The arrival of Bach amidst the powerhouse intro to ‘Slave To The Grind’ – one of Skid Row’s biggest songs – sees an immediate reverence from the crowd. Masterfully swinging his microphone over his head and belting out forceful falsettoesque vocals with visible intent, Bach is on form early on, a kick-ass one-two of ‘Kicking and Screaming’ and the riff-heavy ‘Dirty Power’ ending in deafening applause.
Irrespective of your thoughts on his musical stylings, Bach’s natural likability cannot be denied. Self-effacing and swaggering in equal proportion, the Canadian’s thick twang belies a warmth and genuine appreciation for his fans’ reaction tonight. “Belfast, how the ---- are ya?!” begins his first monologue, determining that it’s twenty-one years since he last played here – a period, we learn, older than his rhythm guitarist tonight.
Skid Row singalong ‘Here I Am’ arrives next with its slick parallel riffage and blasting drum phrases. Bach, slightly struggling to reach the very high notes, still manages to pass it all off with vigorous effect. Over the last three decades, it seems Bach’s quasi-cult status holds weight: never before has the Limelight seemed as thoroughly packed; the mere thought of moving from one end of the room to the other as thoroughly unlikely as a Skid Row reunion in the coming months.
With the crowd in the palm of his hand – not to mention a first-rate backing band on note every time – Bach jokingly announces the arrival of Axl Rose, who provided studio vocals in his next track, ‘Love Is A B****slap’. Oddly, for a half a second, it seemed possible but, as Bach drolly points out, Rose wouldn’t have been on time anyway.

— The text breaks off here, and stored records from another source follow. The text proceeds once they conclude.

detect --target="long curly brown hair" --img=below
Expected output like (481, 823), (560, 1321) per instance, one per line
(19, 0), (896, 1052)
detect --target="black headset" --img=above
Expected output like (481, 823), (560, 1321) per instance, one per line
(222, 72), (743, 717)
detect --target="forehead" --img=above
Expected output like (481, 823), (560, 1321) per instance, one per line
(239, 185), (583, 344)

With the heat becoming almost unbearable, Bach and most of his band are bare-chested for majority of the show, the singer dripping with sweat and visibly breathless at various points. While Skid Row anthems such as ‘Big Guns’ and mass singalong tonight ‘18 and Life’ sees the singer struggle a little, it all comes together on the riff-fuelled groove of 'Monkey Business' – a stand-out song tonight. With his young rhythm guitarist just finished smoking a cigarette on stage (you read right), Bach and his band end on the hectic force of ‘Youth Gone Wild’, a long-awaited return to Belfast making for an adored reception of a man still with few rivals in rock.